Xanthine oxidase (XO) is an enzyme that contains molybdenum at the active site and catalyzes the oxidation of purine bases to uric acid. Even though XO inhibitors are widely used for the treatment of hyperuricemia and gout, only very few such compounds are clinically used as drugs for the treatment of these diseases. Given the unique physicochemical properties of tropolone, i.e., its chelating effect and the pKa value that is similar to that of carboxylic acid, we have synthesized 22 5-arylazotropolone derivatives as potential XO inhibitors. In vitro enzyme-inhibitory assays for XO revealed that 3-nitro derivative 1j showed the most potent XO inhibitory activity, which is by one order of magnitude more potent than allopurinol. An enzyme-kinetic study revealed that 1j inhibited the production of uric acid by XO both competitively and non-competitively. A docking-simulation study of 1j with XO suggested that the carbonyl and hydroxyl groups of the tropolone ring interact with the hydroxy group that acts as a ligand for molybdenum and the amino acid residues around the active site of XO.
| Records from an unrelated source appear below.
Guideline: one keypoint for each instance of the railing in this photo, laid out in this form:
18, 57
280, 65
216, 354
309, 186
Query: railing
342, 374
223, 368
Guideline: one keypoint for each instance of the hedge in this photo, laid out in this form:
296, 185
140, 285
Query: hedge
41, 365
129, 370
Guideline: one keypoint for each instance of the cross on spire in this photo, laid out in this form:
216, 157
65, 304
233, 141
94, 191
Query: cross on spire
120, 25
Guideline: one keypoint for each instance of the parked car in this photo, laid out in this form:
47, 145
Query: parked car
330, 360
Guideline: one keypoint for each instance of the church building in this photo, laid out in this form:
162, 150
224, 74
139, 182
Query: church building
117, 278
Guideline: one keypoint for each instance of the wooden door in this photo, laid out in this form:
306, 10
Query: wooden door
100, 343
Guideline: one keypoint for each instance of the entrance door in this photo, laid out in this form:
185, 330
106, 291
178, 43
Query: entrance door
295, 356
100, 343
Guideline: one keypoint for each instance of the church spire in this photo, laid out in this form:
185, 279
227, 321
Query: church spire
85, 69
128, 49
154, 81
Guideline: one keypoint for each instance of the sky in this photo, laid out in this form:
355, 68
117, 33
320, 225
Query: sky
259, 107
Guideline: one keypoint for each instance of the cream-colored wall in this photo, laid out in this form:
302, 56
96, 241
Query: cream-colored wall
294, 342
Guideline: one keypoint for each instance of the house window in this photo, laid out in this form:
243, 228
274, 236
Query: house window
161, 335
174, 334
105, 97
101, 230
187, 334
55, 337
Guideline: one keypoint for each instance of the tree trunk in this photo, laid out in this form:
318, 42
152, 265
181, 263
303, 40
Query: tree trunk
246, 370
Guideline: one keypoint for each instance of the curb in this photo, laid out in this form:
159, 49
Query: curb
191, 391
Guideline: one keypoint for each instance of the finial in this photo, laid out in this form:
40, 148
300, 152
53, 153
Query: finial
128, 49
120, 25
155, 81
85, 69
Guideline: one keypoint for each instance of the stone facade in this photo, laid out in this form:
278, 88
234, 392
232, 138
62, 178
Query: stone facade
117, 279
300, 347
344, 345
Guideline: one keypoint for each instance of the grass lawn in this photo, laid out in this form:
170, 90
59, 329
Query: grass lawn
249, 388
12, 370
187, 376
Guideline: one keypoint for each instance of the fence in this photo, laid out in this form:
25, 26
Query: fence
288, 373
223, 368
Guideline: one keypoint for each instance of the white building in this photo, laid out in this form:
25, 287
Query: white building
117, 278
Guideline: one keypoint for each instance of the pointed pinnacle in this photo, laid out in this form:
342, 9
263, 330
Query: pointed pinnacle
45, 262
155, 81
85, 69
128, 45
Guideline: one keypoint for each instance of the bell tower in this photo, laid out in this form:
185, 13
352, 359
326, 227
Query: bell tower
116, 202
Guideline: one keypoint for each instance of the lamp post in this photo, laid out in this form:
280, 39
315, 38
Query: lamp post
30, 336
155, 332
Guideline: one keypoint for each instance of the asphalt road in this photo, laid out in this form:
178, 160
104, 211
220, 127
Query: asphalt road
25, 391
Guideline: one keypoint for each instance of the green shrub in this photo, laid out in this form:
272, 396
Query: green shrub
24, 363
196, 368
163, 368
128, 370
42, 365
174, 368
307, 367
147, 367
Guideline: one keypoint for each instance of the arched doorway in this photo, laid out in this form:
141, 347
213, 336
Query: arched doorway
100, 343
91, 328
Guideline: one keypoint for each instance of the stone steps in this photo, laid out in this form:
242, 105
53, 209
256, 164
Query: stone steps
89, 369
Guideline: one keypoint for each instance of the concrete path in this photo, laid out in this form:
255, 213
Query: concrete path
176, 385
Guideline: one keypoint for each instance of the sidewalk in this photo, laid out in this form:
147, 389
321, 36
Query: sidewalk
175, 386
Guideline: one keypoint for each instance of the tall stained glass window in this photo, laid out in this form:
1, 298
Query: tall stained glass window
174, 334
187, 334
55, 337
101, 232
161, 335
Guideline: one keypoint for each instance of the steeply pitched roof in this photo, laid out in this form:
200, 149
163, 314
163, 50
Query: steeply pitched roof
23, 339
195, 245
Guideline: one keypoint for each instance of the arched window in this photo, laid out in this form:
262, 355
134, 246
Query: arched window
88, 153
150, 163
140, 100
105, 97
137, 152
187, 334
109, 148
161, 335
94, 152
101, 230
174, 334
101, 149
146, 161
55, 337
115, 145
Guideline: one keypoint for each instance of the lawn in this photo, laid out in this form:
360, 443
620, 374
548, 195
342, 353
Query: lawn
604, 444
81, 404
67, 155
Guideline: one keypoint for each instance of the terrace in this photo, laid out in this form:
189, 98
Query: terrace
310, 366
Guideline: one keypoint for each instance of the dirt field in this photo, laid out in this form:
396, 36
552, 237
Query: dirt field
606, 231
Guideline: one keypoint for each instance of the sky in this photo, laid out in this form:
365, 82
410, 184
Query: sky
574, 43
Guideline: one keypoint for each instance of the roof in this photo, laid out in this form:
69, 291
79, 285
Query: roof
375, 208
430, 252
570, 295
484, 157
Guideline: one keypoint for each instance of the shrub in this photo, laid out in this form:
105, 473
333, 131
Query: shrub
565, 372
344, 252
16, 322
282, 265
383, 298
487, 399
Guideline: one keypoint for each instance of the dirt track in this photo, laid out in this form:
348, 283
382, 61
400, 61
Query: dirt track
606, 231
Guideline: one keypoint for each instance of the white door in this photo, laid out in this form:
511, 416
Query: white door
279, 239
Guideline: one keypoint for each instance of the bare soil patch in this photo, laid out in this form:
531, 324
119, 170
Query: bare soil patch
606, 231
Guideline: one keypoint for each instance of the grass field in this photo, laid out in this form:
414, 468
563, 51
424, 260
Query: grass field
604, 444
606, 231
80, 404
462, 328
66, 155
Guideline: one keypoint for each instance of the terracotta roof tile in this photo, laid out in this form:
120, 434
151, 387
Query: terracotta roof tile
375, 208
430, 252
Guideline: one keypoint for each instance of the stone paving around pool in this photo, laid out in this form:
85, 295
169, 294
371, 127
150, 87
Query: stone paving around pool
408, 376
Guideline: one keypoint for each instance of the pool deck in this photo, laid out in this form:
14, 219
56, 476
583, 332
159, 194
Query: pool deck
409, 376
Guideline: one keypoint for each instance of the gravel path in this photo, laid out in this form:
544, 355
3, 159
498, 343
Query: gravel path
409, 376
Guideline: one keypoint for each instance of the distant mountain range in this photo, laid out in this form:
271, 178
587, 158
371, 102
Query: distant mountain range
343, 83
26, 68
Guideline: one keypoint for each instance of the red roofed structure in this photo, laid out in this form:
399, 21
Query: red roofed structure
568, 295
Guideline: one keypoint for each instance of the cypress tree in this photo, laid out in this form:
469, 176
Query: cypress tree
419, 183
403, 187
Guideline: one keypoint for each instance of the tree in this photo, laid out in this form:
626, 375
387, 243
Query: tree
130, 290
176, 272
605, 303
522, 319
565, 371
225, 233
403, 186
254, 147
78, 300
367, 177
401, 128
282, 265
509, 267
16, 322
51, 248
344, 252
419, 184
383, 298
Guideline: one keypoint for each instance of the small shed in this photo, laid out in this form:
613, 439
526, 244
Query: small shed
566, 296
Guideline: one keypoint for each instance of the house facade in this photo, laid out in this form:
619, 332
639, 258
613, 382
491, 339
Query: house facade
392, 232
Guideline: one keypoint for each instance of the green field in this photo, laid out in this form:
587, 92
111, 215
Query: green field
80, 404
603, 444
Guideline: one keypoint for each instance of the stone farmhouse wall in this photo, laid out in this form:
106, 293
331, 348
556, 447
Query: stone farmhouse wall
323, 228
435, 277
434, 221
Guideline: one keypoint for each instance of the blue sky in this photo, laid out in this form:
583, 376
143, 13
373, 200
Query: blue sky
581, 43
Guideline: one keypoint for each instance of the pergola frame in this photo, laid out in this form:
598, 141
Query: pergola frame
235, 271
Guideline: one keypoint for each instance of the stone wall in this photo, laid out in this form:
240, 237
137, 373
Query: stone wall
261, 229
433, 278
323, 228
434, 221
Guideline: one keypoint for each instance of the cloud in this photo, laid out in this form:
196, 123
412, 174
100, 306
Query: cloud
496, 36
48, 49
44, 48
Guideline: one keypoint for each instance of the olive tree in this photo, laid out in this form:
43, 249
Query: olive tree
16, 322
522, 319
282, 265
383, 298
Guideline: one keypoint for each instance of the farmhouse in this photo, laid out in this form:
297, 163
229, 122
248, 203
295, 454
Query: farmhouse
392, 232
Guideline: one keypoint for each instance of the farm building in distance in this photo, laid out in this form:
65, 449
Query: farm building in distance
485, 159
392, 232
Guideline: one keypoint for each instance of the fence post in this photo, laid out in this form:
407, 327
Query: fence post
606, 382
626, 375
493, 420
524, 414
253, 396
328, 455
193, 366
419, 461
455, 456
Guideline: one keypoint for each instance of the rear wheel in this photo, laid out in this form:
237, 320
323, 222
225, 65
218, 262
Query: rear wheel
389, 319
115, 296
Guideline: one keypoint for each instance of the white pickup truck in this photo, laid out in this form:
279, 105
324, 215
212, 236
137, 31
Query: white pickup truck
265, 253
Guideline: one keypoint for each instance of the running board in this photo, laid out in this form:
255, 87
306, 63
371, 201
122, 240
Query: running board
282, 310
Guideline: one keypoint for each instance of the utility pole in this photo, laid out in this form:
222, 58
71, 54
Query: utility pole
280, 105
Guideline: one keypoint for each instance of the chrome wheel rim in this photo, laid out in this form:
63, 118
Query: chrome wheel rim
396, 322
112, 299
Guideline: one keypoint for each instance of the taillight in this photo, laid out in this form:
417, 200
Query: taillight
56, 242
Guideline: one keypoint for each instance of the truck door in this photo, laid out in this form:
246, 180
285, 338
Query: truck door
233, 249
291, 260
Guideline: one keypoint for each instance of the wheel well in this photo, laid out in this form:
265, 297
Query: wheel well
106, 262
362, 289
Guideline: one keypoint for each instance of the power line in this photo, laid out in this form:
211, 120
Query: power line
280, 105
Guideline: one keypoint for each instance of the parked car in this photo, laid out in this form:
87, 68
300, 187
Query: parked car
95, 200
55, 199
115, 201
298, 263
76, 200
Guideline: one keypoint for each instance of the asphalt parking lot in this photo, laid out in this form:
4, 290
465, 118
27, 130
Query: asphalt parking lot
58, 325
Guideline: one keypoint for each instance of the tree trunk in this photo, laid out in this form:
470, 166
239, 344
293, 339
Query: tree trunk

黄嘌呤氧化酶（XO）是一种在活性位点包含钼的酶，催化嘌呤碱氧化为尿酸。尽管XO抑制剂被广泛用于治疗高尿酸血症和痛风，但在临床上仅极少数的此类化合物被用作治疗这些疾病的药物。鉴于托酚酮独特的理化性质，即其螯合作用和与羧酸相似的pKa值，我们合成了22种潜在的XO抑制剂5-芳基偶氮酮化合物。XO的体外酶抑制试验表明，3-硝基衍生物1j表现出最有效的XO抑制活性，比别嘌呤醇的效力高一个数量级。酶动力学研究表明1jXO竞争性和非竞争性抑制了尿酸的产生。1j与XO的对接模拟研究表明，托酚酮环的羰基和羟基与充当钼配体的羟基和XO活性位点周围的氨基酸残基相互作用。